You setup groups as needed when you want to create a set of pre-defined permissions. Up until now, groups in Joomla have been named based on what tasks that group would performing as they interacted with web site. For example, authors created articles and editors edited articles and publisher published articles. Now, however, as you can see by the above image, we have a group named "Park Rangers". This is a name based more on that group's site content needs rather than on the group's site activities. This opens up a lot of possibilities for using groups in a business website context rather than what we found in the traditional news portal context.

For example, you could have a group called "Preferred Clients". Members of this group might be able to see special content, or take advantage of special reduced pricing when e-commerce component developers start developing their offerings to tie into Joomla's new ACL system.

 

Group detail page. Note: I am still unsure how "Actions Permitted" works.

Detail of a group's permissions

 

Content Permissions

Joomla 1.6 does away with content "sections" and now all article content is simply grouped under categories. Both the categories and the individual article items can have specific permissions applied. This will be a boon to business websites that want to create client-specific content, such as agreements, instructions, or even billing data.

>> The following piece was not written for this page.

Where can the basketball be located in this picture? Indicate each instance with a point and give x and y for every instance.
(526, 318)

Individual article access details
(click to zoom)

Access rules can be set on an article by article basis.

 

Categories allow for explicit create, delete, and edit permissions for each group.

Categories can have specific access permissions.

 

Access Levels

Warning: The following is pure speculation!

The access levels seems---and I'm just guessing here---to allow you to take two or more group permissions and group them under one name. This group of groups, if you will, can then be assigned to a module. Lemme 'splain.

Say you want three of your groups, Managers, Administrators, and Super Users, to have access to a menu module called "Resources". Each group has specific permissions that give them exclusive access to different content and components on the site, but now you want them all to be able to see the links in this Resources menu. To do this, you assign all three groups to, say, the "Special" access group. Later, when you create your new menu module, you only have to select the "Special" access group and not tick-off countless groups. Here are some images that I hope make this clearer:

Here's the Access Level menu that shows access levels called "Public," "Registered," "Special," "Confidential".

The Access Levels menu

Access Levels

 

Inside the Special access level detail page. This is where we assign our groups.

User Access Levels

 

When we create our Resources menu, we only have to assign the "Special" access level
to enable the Managers, Administrators, and Super Users groups to see it.

module-access-perm


Verdict

I haven't been able to do any exhaustive testing of the ACL to date, but suffice it to say it appears on first blush to be intuitive and easy-to-use. And that, my friends, is one of the great challenges in ACL design: blending power with ease of use. Typo 3 is a CMS that has an extremely powerful and highly granular permissions system, but it's a bugger to use. Same goes for the phpBB v3 forum system which has one of the most ridiculously convoluted permission systems I've ever seen ... and it didn't have to be that way!

So kudos to the Joomla devs on what they've accomplished ... and considering what it started out as with weird rule types and such, I think they've done a fantastic job so far.